A celebration with family and friends was deferred because of the pandemic.

“I chose the theme ‘trusting grace’ as my mantra for the next six years as our community journeys together,” Sister Kimberly said. “The sister spirit is most important to me, making sure they are OK, and that we can love and support one another in these challenging times.”

In the past five years, some of those monastery challenges have included selling their former retreat center to Trinity Junior High School, launching a capital campaign to build a new monastery, moving out of the building that had been their home for 94 years, transferring a number of sisters to Chapel Ridge Nursing Home and dealing with the pandemic.

“The pandemic has prevented us from being able to do the element of hospitality that we’ve been accustomed to,” Sister Kimberly said. “We can’t have guests in our guest house. Sister Judith Maria (Timmerman), our vocation director, can’t invite women to visit, but they are still interested in learning more about us and we are trying to deal with that in creative ways. We have had to restructure our spiritual direction and GEM (Guatemalan ministry) programs and all that takes a lot of time and energy.

“We are operating our gift shop online. We collaborate with the food bank and Antioch but miss the personal contact of giving people emergency food. We are trying to keep our spirits up by taking desert days on our prayer days, having staycations, seeing more movies and taking drives to see fall colors.”

Sister Kimberly’s 30 years at St.
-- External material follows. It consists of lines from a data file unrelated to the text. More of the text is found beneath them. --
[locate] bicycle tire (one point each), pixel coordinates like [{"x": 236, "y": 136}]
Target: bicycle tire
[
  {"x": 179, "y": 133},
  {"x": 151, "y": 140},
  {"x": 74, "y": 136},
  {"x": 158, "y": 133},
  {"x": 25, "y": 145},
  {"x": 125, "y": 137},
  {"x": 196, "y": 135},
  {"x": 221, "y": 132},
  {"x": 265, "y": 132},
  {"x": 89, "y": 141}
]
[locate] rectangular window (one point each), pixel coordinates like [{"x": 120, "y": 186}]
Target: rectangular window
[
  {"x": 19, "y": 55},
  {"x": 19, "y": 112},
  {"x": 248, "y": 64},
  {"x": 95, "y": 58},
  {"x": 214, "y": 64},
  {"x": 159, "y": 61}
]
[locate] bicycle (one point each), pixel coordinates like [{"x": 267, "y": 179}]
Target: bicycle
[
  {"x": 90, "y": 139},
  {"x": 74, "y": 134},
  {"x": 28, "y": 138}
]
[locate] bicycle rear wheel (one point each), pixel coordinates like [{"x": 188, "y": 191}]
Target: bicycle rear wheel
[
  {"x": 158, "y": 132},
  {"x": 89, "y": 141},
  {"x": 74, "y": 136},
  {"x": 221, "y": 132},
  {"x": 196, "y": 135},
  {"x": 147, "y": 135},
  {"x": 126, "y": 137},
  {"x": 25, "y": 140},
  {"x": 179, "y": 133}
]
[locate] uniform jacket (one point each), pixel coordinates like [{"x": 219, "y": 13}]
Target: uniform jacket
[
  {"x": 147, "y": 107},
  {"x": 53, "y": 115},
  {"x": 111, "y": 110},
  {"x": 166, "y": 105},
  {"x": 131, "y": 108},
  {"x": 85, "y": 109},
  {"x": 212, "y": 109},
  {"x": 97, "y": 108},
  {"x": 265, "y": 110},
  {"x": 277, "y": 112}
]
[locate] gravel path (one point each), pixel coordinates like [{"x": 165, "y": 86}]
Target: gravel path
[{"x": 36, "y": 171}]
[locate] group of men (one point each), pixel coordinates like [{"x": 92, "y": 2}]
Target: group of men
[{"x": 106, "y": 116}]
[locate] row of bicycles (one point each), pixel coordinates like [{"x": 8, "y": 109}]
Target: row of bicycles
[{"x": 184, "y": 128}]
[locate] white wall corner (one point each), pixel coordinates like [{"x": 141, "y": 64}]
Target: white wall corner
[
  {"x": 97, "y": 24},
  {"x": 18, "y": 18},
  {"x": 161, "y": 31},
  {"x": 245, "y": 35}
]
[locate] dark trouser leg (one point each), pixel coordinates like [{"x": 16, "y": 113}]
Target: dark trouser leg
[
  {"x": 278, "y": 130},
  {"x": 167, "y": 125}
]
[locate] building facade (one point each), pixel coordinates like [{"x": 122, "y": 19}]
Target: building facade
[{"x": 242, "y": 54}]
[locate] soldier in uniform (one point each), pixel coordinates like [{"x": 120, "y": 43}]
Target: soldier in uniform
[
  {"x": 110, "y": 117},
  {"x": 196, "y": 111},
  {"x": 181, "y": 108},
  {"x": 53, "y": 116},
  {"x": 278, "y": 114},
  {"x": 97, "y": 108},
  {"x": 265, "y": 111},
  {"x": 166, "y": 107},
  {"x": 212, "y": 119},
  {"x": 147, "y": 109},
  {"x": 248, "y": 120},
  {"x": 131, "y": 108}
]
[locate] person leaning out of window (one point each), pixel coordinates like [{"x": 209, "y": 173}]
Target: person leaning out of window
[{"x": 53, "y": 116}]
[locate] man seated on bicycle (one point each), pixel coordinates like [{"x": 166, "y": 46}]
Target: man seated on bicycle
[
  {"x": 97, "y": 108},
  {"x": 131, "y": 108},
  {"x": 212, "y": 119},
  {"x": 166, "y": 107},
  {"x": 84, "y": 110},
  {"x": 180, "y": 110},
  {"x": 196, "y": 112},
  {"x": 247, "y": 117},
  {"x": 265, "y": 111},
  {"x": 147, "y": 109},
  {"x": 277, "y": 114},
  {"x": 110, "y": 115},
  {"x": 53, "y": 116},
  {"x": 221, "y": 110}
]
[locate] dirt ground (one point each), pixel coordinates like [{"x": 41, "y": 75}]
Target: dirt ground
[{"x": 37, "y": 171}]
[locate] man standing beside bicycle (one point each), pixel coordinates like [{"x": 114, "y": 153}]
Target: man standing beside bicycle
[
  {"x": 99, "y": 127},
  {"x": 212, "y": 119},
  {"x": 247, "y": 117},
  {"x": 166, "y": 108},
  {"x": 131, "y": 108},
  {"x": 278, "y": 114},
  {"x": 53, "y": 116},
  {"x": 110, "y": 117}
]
Scholastica has taught her about being flexible. When she entered the community as a postulant in 1990, the community had 167 members. Now the community is fewer than 35. Many of the sisters served in missions across the diocese, and she juggled working at St. Mary Church in Helena with finishing her bachelor’s degree in pastoral ministry at Dominican University, River Forest, Ill.

“I taught religion in grades 9-12, served as director of youth ministry, learned about Hispanic ministry and did outreach to the poor,” she said. “We got involved with ministry to the federal prison and that was a real education as well. The sisters really provided a great education in monasticism and Benedictine life and how to incorporate the spirituality of our life in action by our missionary work. I was really grateful for those experiences.”
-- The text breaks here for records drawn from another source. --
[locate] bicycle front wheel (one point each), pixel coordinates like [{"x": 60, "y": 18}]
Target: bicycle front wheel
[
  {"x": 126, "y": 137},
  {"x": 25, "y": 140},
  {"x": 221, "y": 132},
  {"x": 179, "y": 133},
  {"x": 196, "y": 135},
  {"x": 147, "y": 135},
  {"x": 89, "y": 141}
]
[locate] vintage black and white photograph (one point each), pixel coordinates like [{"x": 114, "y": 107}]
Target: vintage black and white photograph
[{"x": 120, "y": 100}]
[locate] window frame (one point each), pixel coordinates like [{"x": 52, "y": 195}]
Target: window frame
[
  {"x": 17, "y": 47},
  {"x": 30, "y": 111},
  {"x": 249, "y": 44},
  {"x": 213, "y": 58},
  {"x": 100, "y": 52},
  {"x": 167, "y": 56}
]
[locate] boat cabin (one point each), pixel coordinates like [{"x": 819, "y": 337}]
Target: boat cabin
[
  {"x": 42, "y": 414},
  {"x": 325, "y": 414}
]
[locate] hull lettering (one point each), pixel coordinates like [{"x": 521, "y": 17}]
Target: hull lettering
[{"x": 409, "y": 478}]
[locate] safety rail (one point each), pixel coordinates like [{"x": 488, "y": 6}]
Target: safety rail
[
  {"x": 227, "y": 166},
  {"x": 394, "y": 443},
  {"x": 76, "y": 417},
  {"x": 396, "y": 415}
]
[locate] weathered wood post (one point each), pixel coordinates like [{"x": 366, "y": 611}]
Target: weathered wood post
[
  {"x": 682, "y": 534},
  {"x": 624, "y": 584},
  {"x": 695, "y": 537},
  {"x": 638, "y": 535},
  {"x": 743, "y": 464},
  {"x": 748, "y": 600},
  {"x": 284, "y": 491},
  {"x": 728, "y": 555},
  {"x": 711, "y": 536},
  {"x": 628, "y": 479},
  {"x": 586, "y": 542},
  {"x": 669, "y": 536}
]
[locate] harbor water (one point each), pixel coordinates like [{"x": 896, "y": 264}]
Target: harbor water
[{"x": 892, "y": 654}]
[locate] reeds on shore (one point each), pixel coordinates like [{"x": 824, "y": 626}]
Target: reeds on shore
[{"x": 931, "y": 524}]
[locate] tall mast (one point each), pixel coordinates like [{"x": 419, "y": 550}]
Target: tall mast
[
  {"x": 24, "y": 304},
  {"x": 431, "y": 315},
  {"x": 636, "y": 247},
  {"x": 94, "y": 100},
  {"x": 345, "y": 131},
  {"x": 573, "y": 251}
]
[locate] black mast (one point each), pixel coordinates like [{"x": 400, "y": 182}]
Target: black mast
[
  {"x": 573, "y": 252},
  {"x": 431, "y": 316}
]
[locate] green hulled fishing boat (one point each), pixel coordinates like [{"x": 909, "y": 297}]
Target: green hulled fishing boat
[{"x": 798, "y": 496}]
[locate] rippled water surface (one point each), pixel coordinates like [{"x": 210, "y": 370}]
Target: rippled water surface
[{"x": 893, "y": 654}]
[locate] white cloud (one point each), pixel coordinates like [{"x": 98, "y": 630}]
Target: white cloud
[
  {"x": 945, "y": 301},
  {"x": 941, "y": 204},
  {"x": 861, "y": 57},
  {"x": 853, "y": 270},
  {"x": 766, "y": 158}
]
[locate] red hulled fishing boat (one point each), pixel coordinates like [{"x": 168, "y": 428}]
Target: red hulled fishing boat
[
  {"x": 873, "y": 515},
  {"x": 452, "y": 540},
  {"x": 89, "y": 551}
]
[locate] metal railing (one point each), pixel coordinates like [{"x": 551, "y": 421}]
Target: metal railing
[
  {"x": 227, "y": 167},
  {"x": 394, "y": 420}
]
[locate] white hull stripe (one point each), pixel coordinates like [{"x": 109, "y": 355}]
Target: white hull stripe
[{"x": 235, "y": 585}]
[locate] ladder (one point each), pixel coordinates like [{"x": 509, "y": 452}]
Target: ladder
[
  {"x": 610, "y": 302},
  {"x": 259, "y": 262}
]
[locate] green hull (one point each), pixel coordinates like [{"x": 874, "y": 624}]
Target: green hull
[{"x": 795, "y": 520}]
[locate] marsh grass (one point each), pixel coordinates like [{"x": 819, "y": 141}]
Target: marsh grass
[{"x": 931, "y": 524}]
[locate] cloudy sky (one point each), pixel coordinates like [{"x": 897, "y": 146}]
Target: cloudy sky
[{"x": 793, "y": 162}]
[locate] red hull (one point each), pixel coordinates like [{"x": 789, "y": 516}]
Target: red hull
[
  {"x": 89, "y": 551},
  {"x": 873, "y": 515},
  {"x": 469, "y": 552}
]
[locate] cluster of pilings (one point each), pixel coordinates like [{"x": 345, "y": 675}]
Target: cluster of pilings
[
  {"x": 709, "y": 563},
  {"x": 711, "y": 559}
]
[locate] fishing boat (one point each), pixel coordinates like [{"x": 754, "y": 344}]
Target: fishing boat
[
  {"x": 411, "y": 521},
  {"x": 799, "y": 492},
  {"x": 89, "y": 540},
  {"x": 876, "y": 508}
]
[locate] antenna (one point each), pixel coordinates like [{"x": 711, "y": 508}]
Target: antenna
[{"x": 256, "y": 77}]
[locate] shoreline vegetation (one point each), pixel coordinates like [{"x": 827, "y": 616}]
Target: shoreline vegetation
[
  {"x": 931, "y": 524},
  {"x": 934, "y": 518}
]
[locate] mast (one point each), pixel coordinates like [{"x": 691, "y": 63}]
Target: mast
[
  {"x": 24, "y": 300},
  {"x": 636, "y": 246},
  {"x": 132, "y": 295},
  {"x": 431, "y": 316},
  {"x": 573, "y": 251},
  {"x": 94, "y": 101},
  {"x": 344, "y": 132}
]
In 2002, she returned to the monastery to be the community’s vocation director. In 2011, she also assumed the role of subprioress.

“Being a vocation director calls you back to your own vocation, to reroute and refocus, and keeps you very humble in the call,” she said.

The sisters recently blessed the old monastery in a “letting-go ceremony.”

“We put together a little slideshow about the way we were. We did a sharing of memories together and went over and blessed the building,” Sister Kimberly said.